Foto: Dorothee Deiss

In der von der Reformmuslima im letzten Jahr gegründeten Ibn Rushd-Goethe Moschee, beten Männer und Frauen gemeinsam und muslimische LGBTIQ* sind herzlich willkommen. Nach Paris und Kapstadt ist Berlin damit die nach blu.fm-Redaktionskenntnis dritte Hauptstadt weltweit, die eine von Muslimen selbst organisierte, liberale Moscheegemeinde hat.

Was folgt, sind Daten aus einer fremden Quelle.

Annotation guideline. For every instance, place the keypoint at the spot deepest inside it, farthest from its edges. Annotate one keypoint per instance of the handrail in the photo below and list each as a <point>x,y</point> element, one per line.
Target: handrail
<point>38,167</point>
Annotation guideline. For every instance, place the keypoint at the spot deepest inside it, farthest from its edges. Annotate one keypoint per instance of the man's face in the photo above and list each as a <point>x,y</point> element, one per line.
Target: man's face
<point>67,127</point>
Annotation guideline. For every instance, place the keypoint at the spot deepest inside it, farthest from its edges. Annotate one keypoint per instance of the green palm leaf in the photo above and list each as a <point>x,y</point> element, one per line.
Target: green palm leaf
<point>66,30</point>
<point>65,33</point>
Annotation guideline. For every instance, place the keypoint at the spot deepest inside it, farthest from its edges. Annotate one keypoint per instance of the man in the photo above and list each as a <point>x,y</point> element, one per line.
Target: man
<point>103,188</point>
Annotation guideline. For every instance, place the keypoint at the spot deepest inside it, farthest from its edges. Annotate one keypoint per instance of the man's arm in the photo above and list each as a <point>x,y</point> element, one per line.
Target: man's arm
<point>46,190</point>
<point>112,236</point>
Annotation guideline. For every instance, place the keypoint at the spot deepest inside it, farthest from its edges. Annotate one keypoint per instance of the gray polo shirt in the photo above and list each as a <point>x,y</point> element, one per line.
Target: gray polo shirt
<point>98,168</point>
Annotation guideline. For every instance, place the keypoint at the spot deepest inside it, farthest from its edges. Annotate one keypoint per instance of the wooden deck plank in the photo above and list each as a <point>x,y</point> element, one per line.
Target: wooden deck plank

Seyran Ateş: „Ich engagiere mich seit den 1980er Jahren für die Rechte von Frauen und Menschen unterschiedlicher sexueller Orientierungen. Als Anwältin und Kämpferin für Menschenrechte hatte ich immer die Menschen im Blick, die kein freies und selbstbestimmtes Leben führen dürfen. Aus diesem Grund habe ich auch die Ibn Rushd-Goethe Moschee gegründet. Ich wollte einen Ort schaffen, an dem die Menschen frei sind und ihren Glauben ohne Diskriminierung und Ausgrenzung praktizieren können. Der Preis für Zivilcourage freut mich sehr und bestärkt mich in meinem Engagement für ein selbstbestimmtes Leben aller Menschen nicht nachzulassen.“

Überreicht wird der SoSA Sonderpreis im Rahmen des heutigen CSD-Empfangs vor geladenen Gästen von Jörg Steinert, Geschäftsführer des Lesben- und Schwulenverbandes Berlin-Brandenburg (LSVD): „Seyran Ateş setzt sich mit viel Leidenschaft für einen aufgeklärten Islam ein. Das Recht auf sexuelle Selbstbestimmung steht dabei im Mittelpunkt ihres Wirkens. Die im vergangenen Jahr von ihr gegründete Ibn Rushd-Goethe Moschee ist die erste Moschee in Deutschland, die Menschen nicht aufgrund ihrer sexuellen und geschlechtlichen Identität diskriminiert. Seit über 30 Jahren macht Seyran Ateş auf gesellschaftliche und politische Missstände aufmerksam. Sie stößt damit wichtige gesellschaftliche Diskurse an. In Folge dessen wird sie angefeindet, bedroht und verleumdet. Doch Seyran Ateş lässt sich nicht unterkriegen. Dafür gilt Ihr unser Dank, unser Respekt und unsere Solidarität.“

Kritik an rot-rot-grünem Senat

Foto: LSVD BB

Der Lesben- und Schwulenverband Berlin-Brandenburg (LSVD) hat sich heute zeitgleich in einem Schreiben an den Berliner Senat über die Zusammensetzung des Beirats des Instituts für Islamische Theologie an der Humboldt-Universität beschwert. Das Institut wird vom Land Berlin mit mehreren Millionen Euro unterstützt und hat ausschließlich nicht-liberale islamische Gemeinschaften in seinen Beirat berufen. Unter anderem ist die Islamische Gemeinschaft der schiitischen Gemeinden Deutschlands (IGS) vertreten, dessen Vorstand in einer Pressemitteilung die „Ehe für alle“ als „gesellschaftliche Verirrung sowie eine Verwässerung jeglicher Moral“ bezeichnet hat. 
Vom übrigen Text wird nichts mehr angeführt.